Whistler never ceased to be an artist. As Mr. Max Beerbohm pointed out in one of his extraordinarily sensible and sincere critiques, Whistler really regarded Whistler as his greatest work of art. The white lock, the single eyeglass, the remarkable hat-- these were much dearer to him than any nocturnes or arrangements that he ever threw off. He could throw off the nocturnes; for some mysterious reason he could not throw off the hat. He never threw off from himself that disproportionate accumulation of aestheticism which is the burden of the amateur.
It need hardly be said that this is the real explanation of the thing which has puzzled so many dilettante critics, the problem of the extreme ordinariness of the behaviour of so many great geniuses in history. Their behaviour was so ordinary that it was not recorded; hence it was so ordinary that it seemed mysterious. Hence people say that Bacon wrote Shakespeare. The modern artistic temperament cannot understand how a man who could write such lyrics as Shakespeare wrote, could be as keen as Shakespeare was on business transactions in a little town in Warwickshire. The explanation is simple enough; it is that Shakespeare had a real lyrical impulse, wrote a real lyric, and so got rid of the impulse and went about his business. Being an artist did not prevent him from being an ordinary man, any more than being a sleeper at night or being a diner at dinner prevented him from being an ordinary man.

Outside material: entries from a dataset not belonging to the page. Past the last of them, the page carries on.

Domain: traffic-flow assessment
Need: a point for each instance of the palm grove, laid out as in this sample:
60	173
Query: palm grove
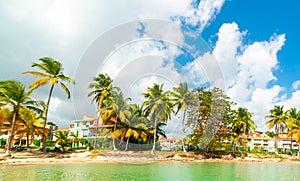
208	114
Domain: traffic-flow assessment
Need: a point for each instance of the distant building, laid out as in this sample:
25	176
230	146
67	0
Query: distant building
260	140
170	144
87	127
286	142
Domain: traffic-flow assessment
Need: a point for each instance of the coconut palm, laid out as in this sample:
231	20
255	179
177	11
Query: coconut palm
14	95
242	122
277	119
51	72
293	126
62	139
101	90
182	98
158	107
29	125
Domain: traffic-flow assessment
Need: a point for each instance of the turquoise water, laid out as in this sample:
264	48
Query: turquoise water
154	171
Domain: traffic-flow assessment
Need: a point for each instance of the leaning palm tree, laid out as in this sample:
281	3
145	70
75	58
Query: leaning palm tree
51	72
293	126
158	107
242	122
14	95
29	124
182	98
277	119
118	109
62	139
101	90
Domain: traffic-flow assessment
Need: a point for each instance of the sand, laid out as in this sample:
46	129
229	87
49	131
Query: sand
37	157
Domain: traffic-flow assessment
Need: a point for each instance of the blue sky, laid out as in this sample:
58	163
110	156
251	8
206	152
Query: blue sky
262	19
254	43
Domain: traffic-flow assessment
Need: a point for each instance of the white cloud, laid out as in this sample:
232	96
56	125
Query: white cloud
262	100
296	85
225	51
203	14
256	65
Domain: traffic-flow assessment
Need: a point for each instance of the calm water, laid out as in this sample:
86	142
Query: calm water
154	171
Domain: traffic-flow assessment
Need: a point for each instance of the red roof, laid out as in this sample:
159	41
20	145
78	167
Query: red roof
281	137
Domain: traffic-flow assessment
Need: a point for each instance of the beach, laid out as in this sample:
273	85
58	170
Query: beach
36	157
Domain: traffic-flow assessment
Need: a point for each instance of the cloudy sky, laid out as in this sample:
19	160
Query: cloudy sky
248	48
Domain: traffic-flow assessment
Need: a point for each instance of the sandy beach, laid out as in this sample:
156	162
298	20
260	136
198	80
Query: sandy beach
37	157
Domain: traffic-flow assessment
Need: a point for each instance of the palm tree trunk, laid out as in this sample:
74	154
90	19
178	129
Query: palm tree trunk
46	115
12	133
96	132
183	131
153	148
114	144
127	144
299	149
27	140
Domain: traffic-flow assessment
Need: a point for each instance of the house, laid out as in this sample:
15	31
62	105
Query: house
170	144
285	142
87	127
258	139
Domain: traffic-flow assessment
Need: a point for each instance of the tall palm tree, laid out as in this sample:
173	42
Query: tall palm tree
293	126
62	139
14	95
182	98
29	125
242	122
158	107
101	90
277	119
51	72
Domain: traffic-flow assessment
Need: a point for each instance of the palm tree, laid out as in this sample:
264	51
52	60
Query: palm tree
119	109
51	72
277	119
14	95
101	90
242	122
158	107
29	125
182	98
293	126
62	139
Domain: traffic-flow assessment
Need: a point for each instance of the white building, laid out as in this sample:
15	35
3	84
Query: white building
284	142
87	127
260	140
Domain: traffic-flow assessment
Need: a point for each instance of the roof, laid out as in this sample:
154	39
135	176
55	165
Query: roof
284	137
63	129
259	136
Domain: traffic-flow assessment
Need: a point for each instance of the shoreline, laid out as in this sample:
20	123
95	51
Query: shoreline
36	157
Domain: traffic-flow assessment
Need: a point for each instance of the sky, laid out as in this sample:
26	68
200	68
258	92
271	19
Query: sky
248	48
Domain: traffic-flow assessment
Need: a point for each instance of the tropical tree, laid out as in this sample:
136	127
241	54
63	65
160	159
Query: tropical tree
182	98
117	111
158	107
14	96
293	126
62	139
51	72
242	122
277	119
101	90
29	125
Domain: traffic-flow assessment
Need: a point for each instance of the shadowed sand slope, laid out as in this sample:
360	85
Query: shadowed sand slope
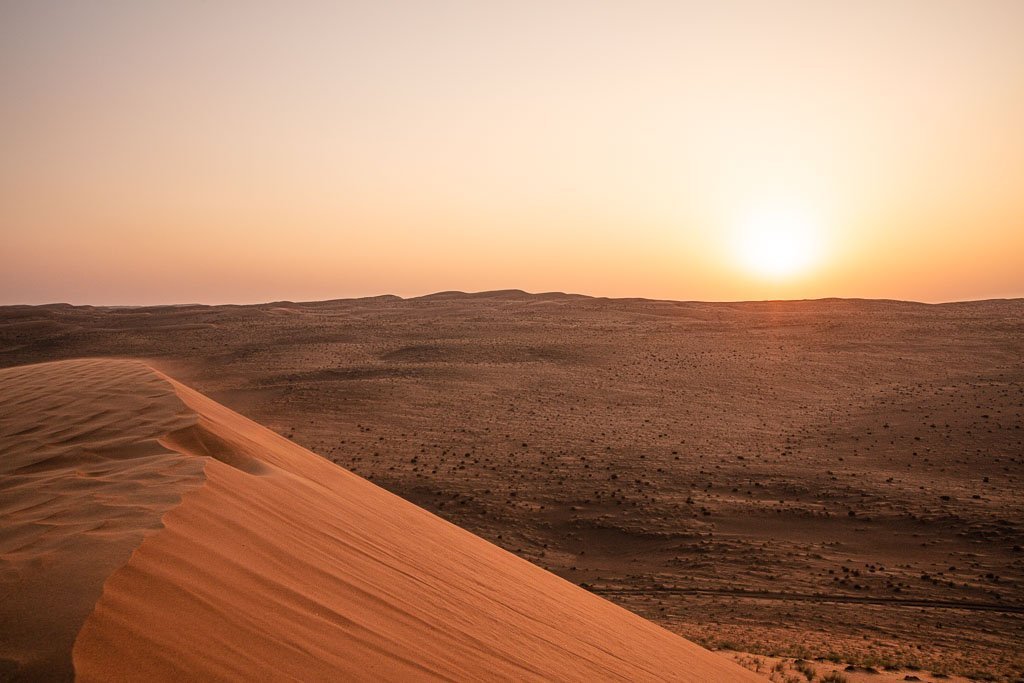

All very great teachers and leaders have had this habit of assuming their point of view to be one which was human and casual, one which would readily appeal to every passing man. If a man is genuinely superior to his fellows the first thing that he believes in is the equality of man. We can see this, for instance, in that strange and innocent rationality with which Christ addressed any motley crowd that happened to stand about Him. "What man of you having a hundred sheep, and losing one, would not leave the ninety and nine in the wilderness, and go after that which was lost?" Or, again, "What man of you if his son ask for bread will he give him a stone, or if he ask for a fish will he give him a serpent?" This plainness, this almost prosaic camaraderie, is the note of all very great minds.
To very great minds the things on which men agree are so immeasurably more important than the things on which they differ, that the latter, for all practical purposes, disappear. They have too much in them of an ancient laughter even to endure to discuss the difference between the hats of two men who were both born of a woman, or between the subtly varied cultures of two men who have both to die. The first-rate great man is equal with other men, like Shakespeare. The second-rate great man is on his knees to other men, like Whitman. The third-rate great man is superior to other men, like Whistler.